A visit to Dublin Castle, Christ Church Cathedral and St Patrick’s Cathedral will reveal other aspects of the city’s rich history. For more than 800 years, Dublin Castle has been at the heart of Irish history. Originally built in the 13th century, it has held many functions, including being a military fortress, prison, treasury, courts of law and the seat of British power in Ireland until 1921. Dublin Castle is now used for important State Receptions and Presidential Inaugurations. The city’s two medieval cathedrals, Christ Church Cathedral, founded in 1030 AD and Dublin’s oldest building, and St Patrick’s Cathedral, founded in 1191 AD and the largest church in Ireland, are testament to the city’s rich history. All three historic buildings can be visited on the Leisurely Dublin shore excursion.


Not to be missed is a wander over the iconic Ha’penny Bridge, Dublin’s best-known bridge. Built in 1816, it was the first iron bridge in Ireland and although originally named the Liffey Bridge, it is now called the Ha’penny Bridge due to the half-penny crossing charge that was in force until 1919. On the River Cruise and Dublin Sights shore excursion, sail under Ha’penny Bridge and see the city from its waterways, hearing all about its rich history, from the first arrival of the Vikings 1,000 years ago to the rapid development of the city today.


My Dublin

Guest Jenny Sandys on her favourite things to do on a cruise to the Irish capital.

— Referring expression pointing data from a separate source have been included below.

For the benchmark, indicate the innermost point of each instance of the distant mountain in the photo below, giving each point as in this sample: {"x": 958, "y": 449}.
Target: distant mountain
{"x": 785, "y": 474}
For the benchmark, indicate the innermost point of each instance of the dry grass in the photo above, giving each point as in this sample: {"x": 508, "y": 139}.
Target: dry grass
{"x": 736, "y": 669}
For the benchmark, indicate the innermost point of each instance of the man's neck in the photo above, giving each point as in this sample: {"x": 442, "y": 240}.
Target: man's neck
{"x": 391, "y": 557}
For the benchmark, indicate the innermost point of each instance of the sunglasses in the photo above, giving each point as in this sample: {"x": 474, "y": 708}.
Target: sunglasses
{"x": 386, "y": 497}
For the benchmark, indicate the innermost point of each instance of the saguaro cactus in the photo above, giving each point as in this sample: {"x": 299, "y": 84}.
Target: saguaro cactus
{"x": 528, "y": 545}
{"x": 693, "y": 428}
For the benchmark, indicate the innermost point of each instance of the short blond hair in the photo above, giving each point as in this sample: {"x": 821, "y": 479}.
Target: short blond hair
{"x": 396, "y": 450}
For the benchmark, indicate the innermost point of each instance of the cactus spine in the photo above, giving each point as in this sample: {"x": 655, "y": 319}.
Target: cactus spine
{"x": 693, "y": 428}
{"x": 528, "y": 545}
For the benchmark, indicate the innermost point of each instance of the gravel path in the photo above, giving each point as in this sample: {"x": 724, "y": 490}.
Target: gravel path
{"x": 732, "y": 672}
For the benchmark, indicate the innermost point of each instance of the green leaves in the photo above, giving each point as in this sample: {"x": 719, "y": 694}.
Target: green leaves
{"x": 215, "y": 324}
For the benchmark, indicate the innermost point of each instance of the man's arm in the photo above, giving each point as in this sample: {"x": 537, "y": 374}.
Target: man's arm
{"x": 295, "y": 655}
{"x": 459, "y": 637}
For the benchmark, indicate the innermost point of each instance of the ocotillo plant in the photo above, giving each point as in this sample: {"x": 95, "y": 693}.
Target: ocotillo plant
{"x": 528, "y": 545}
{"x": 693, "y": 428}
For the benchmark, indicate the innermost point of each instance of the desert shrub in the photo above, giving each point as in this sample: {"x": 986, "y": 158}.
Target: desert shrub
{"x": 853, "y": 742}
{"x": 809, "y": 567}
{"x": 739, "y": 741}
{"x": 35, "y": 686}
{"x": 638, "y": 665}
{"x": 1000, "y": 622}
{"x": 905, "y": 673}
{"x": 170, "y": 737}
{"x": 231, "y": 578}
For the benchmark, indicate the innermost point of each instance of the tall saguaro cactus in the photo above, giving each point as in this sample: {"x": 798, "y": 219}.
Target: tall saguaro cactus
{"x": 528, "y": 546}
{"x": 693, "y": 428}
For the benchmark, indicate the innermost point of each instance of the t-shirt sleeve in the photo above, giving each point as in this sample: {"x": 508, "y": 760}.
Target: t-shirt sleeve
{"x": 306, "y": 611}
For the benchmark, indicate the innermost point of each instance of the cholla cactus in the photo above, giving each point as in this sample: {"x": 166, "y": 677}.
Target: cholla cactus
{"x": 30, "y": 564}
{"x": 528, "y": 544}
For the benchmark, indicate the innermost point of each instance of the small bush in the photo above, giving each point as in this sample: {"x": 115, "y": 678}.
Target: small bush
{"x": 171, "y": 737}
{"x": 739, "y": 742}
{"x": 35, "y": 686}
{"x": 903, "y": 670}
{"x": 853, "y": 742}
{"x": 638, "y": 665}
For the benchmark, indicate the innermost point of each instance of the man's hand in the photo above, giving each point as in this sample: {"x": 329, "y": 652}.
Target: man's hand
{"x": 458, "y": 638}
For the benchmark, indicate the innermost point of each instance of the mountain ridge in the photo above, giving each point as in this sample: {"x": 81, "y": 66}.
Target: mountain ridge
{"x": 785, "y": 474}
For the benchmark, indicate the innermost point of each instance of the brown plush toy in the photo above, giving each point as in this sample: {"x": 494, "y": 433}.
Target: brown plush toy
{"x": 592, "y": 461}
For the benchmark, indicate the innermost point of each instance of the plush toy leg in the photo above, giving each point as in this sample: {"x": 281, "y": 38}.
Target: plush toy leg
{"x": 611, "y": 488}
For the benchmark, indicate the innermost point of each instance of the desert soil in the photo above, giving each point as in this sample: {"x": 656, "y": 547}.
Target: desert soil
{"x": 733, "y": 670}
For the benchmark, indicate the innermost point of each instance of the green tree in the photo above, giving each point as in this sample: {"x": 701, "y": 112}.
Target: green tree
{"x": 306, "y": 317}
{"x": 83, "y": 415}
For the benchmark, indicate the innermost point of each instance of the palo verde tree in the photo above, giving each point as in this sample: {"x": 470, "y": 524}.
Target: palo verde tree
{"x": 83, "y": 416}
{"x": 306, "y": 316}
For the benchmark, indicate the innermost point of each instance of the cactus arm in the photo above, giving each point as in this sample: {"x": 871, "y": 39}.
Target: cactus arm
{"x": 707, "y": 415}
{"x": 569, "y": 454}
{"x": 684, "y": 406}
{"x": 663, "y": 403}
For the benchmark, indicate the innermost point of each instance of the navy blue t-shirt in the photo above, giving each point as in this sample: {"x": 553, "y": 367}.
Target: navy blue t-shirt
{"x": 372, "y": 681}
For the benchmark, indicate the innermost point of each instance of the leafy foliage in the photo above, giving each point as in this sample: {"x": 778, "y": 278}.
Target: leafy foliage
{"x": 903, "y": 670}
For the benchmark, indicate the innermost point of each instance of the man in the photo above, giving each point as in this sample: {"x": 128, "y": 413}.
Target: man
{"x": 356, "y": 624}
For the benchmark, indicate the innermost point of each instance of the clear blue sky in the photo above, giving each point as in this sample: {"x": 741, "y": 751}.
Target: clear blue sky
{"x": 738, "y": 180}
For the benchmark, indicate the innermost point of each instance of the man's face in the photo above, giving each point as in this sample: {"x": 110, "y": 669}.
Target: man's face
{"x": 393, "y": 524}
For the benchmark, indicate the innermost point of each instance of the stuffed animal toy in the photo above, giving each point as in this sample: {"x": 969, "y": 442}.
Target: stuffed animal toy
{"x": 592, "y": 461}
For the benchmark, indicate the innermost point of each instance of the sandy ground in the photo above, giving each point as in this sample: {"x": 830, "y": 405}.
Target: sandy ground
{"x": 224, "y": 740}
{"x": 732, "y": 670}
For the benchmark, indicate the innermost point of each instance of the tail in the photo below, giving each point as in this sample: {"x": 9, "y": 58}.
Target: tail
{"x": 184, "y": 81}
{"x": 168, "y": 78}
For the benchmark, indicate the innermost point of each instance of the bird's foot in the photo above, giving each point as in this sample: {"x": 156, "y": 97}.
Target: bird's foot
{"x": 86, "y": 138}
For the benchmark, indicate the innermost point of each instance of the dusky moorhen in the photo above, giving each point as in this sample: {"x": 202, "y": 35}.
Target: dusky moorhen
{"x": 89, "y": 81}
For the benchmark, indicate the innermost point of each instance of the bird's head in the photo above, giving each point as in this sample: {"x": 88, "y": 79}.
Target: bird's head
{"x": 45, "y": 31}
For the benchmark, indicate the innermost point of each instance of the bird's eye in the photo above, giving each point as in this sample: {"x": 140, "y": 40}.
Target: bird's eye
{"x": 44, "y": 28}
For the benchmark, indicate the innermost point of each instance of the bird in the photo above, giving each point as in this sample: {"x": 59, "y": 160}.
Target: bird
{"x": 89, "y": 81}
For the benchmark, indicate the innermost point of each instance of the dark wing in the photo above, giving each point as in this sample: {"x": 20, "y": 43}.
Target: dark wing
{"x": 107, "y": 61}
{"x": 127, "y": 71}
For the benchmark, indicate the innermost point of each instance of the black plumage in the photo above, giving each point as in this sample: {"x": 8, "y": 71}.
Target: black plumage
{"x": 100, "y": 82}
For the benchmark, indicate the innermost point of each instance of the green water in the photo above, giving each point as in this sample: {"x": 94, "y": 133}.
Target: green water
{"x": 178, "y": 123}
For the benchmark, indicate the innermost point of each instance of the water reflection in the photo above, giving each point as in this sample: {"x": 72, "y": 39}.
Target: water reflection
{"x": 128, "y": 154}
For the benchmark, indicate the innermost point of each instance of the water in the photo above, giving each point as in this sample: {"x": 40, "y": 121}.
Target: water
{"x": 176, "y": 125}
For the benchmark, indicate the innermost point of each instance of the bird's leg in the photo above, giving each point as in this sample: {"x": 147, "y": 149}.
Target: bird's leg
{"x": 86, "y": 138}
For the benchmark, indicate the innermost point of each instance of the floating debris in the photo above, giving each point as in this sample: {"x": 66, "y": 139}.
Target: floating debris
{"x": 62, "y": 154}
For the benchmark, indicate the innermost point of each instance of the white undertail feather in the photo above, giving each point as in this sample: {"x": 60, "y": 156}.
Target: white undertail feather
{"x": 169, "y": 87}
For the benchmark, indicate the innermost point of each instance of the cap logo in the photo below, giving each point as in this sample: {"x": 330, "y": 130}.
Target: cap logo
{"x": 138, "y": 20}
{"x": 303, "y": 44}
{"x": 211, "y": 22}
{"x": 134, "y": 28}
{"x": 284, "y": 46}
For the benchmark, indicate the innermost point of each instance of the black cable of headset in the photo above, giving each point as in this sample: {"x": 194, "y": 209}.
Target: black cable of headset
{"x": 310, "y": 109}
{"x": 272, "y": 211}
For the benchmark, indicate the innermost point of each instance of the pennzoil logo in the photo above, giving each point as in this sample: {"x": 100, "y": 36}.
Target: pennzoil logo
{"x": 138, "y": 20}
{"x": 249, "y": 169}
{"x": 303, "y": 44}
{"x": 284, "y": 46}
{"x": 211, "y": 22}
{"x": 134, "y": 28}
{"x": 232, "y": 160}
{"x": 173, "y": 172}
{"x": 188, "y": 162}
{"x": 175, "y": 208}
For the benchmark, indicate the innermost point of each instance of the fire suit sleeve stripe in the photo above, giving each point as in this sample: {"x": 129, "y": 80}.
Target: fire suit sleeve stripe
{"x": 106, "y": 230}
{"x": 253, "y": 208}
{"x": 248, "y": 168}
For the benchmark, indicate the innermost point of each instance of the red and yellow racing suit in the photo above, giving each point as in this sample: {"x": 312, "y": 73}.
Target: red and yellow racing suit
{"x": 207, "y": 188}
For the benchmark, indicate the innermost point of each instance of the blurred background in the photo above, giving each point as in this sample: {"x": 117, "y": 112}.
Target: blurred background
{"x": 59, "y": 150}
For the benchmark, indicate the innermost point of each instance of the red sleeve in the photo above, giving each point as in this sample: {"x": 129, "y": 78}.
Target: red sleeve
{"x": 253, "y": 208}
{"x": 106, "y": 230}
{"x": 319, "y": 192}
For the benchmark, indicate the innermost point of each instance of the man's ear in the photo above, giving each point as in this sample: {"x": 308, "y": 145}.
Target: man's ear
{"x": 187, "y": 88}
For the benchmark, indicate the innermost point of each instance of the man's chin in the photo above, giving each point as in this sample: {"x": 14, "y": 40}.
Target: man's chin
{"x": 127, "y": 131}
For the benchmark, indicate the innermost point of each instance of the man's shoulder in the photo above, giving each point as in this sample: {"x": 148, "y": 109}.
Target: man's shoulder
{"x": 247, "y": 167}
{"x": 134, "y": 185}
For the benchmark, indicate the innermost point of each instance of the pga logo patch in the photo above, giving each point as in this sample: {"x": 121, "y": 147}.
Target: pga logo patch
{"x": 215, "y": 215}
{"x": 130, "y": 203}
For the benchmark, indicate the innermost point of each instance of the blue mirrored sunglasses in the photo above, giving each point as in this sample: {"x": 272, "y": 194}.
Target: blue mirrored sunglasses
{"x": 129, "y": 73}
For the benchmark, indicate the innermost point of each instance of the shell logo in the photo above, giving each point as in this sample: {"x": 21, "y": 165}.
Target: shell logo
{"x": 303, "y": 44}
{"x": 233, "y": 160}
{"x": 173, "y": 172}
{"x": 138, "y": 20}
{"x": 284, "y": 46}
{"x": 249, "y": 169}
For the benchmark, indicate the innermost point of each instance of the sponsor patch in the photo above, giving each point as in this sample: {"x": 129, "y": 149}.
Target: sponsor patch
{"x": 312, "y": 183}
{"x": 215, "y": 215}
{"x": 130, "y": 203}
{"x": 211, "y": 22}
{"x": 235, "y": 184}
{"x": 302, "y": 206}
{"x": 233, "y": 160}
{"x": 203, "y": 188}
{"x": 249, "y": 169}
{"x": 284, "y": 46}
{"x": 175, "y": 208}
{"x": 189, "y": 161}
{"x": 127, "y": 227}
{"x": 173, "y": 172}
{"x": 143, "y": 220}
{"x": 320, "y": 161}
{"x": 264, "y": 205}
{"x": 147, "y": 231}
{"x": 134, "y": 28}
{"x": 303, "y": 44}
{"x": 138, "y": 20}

‘I love everything about Dublin. Often the focus of a visit to the city is the famous Temple Bar area. Of course, a pint of Guinness in one of the historic pubs there is certainly an experience not to miss, but the city has so much history, and can easily be discovered on foot. When I visit I love to walk around Stephen’s Green, which is especially gorgeous if you are lucky enough to catch a sunny day, and Grafton Street, popping in for a coffee and cake at Bewley’s – a real Dublin institution. But the absolute must for me is a visit to Dún Laoghaire, a seaside town just south of Dublin’s city centre. It’s so pretty, surrounded by the rolling green hills Ireland is so famous for. I love taking the DART train there and walking along the pier to get an ice cream, come rain or shine. The train ride offers spectacular views and only takes around 20 minutes. It’s a great way to see the coast near to Dublin after a morning wandering around the beautiful city.’